How to teach your partner empathy when you are also a soul-sucking demon

by Juli Freedman

Bad Habits Editor


art by Priya Banerjee

[originally published May 9, 2022]

 

So you found your toxic bae for toxic bae spring. You’re codependent. You guys bicker loudly at important family ordeals. You have run through every food taster in the kingdom because you can’t stop trying to poison each other. You catch bae looking at instagram model and light their car on fire. But wow the sex is really fucking bomb. Oh boy have I been there! One sloppy toppy, extra sloppy please! But now you are entering empathy bae summer—oh no! Empathy bae summer is all about making nice with family, eating uncontaminated food, respecting bae’s phone time, keeping the car intact, and having ‘good enough’ sex. As a soul sucking demon this can be quite a terrifying endeavor. You may be thinking, guess I have to let go of toxic bae, right? WRONG! Here are a few ways you can keep toxic bae, but just change them. Manipulating the other person to be more like yourself is what relationships are all about!


1.) Raise a kid together!

We all know the saying, “there’s no wrong way to raise a child! All parents are perfect!” So why not just give it a shot because what’s there to lose?! You can indulge in some of your toxic behaviors, for instance, when friends ask to hang out with you but you would rather only ever hang out with bae ever, just say you are busy with “the kid.” No one can say shit to you AND your codependency gets fed like the worms you will be chewing and spitting into a baby mouth.

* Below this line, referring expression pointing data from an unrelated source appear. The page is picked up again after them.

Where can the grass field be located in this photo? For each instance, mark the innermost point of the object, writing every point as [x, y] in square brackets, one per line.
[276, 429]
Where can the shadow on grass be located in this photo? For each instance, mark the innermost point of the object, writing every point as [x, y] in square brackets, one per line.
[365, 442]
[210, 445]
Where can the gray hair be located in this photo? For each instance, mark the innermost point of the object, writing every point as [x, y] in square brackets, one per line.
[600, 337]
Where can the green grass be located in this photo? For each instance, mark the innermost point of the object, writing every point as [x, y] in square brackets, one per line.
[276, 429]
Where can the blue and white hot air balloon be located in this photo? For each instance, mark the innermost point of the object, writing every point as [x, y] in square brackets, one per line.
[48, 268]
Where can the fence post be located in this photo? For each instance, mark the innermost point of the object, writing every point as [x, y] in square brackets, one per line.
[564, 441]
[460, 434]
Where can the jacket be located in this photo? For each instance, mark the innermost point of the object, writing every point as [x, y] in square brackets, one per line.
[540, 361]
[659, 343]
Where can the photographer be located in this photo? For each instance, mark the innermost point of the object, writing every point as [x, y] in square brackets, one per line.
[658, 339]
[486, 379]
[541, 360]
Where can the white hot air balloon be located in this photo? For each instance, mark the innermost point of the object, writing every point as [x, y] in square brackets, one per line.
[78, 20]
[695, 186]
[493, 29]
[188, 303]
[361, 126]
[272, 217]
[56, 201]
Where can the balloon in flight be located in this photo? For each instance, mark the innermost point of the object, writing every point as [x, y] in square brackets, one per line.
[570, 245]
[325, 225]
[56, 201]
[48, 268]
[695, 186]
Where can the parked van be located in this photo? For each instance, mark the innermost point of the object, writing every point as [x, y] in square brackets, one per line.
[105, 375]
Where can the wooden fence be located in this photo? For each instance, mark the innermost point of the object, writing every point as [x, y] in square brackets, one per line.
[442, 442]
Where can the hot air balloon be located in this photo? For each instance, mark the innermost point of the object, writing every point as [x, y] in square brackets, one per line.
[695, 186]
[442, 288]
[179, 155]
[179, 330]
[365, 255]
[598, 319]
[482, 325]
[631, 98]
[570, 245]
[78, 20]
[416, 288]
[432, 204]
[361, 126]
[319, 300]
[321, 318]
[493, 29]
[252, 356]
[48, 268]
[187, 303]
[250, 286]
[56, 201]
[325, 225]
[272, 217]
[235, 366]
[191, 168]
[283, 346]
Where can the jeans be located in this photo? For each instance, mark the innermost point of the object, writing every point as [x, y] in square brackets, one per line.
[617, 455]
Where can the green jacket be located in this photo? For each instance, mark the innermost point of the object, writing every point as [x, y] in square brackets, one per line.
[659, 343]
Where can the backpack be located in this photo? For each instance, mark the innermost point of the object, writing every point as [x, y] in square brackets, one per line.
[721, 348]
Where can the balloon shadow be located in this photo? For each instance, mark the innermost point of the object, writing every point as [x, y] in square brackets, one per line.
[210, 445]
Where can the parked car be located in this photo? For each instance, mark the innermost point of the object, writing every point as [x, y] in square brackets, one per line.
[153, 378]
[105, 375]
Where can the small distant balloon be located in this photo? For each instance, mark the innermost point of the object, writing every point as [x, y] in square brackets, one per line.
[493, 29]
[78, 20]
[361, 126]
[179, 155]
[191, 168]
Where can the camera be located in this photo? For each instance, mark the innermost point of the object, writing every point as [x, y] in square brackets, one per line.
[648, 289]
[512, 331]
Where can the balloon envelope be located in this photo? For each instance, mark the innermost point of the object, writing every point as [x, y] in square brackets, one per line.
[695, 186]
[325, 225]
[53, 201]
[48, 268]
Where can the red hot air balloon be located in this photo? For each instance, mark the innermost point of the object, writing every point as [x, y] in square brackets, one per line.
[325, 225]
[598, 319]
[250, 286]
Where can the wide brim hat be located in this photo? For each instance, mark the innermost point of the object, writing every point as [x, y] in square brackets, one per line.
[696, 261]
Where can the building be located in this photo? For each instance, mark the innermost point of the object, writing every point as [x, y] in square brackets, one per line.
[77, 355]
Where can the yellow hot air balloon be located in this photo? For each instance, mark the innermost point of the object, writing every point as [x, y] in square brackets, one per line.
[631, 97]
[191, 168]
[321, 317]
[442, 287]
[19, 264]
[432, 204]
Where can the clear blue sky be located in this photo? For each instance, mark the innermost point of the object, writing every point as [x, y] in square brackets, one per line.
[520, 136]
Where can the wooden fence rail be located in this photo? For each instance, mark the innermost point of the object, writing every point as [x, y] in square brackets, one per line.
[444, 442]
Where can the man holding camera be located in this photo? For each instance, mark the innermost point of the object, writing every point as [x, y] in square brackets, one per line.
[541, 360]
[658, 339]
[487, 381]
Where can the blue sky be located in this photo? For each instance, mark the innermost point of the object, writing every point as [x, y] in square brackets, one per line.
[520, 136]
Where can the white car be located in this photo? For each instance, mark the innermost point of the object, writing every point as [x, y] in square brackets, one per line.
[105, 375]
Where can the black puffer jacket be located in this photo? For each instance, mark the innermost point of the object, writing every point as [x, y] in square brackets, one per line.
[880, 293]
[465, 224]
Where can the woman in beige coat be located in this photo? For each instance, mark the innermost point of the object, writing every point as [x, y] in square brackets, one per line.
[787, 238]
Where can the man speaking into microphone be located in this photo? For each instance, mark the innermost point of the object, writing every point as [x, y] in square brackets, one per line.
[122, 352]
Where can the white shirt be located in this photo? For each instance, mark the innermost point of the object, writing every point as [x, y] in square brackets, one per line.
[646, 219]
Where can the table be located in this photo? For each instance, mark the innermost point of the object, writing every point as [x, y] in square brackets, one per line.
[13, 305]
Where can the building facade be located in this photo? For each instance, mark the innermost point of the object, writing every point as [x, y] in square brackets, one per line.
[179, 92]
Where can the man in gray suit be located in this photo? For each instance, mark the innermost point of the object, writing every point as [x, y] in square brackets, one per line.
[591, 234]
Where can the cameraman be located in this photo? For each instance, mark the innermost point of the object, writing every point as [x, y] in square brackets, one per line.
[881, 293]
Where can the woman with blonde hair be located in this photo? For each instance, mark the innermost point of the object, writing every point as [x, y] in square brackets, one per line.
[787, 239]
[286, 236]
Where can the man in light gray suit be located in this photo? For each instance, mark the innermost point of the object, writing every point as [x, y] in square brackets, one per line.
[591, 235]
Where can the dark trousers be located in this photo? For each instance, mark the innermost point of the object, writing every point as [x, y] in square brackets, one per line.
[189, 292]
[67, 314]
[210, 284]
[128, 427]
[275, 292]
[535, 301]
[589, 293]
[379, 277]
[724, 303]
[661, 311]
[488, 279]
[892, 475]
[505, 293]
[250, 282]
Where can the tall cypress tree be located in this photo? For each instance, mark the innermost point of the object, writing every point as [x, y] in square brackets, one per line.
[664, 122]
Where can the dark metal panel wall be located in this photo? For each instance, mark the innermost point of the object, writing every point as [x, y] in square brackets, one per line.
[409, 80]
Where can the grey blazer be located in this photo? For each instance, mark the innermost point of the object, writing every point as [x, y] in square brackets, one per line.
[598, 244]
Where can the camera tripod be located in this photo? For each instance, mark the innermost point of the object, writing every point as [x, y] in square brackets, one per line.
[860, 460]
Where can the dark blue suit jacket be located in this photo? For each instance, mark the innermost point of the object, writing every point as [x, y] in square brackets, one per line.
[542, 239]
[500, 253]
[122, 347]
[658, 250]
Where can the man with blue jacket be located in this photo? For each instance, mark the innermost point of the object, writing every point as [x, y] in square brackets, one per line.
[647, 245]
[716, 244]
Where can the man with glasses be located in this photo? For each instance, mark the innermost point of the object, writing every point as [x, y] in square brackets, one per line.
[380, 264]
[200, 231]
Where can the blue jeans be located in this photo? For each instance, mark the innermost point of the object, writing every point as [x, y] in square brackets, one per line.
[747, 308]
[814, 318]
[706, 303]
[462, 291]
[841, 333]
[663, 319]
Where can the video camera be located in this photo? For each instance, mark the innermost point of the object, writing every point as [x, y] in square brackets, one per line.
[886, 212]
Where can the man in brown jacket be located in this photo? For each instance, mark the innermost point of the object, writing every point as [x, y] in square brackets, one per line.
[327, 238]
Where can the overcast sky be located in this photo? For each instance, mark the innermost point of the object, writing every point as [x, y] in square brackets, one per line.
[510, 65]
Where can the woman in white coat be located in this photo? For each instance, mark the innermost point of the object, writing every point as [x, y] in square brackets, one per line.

2.) Positive Reinforcement

Pavlov dog your toxic bae into empathy! Bae makes you no cum? Bae can get a tiny treat. Like a teeny-weeny chocolate truffle. Soul-sucking demons go fucking nutzo for some chocolate truffles, just like dogs. Maybe they ask you how your day was or if you have feelings in general (which I know can feel super clingy and annoying) but maybe you reward them with some light lying — because soul sucking demons are too busy sucking souls to have feelings— and a teensy-weensy little baby chocolate truffle.


3.) Go with them to therapy without them knowing

They won’t write about it in Psychology Today, but the biggest secret in the biz is that in most therapists’ offices, there is a tiny gloryhole. Most therapists offices are really just converted brothels, if it wasn’t obvious already. And behind that gloryhole, is a room where your parents and best friends sit and listen to you. If bae already knows about this, then tell them you got a special hole-free shrinks, and with the right amount of cash, hole therapists will pretend to be super anti-hole.


4.) Just doing what you do best...

Suck their fucking soul! Do they have a personality? A group of friends? A level of taste? An ethical code? NOT ANYMORE! The best thing about this is by harboring their evil sadistic soul in your sacred amulet, you can always give it back once toxic bae spring returns. Remember, while they may never appreciate your soul sucking, it really was for the best.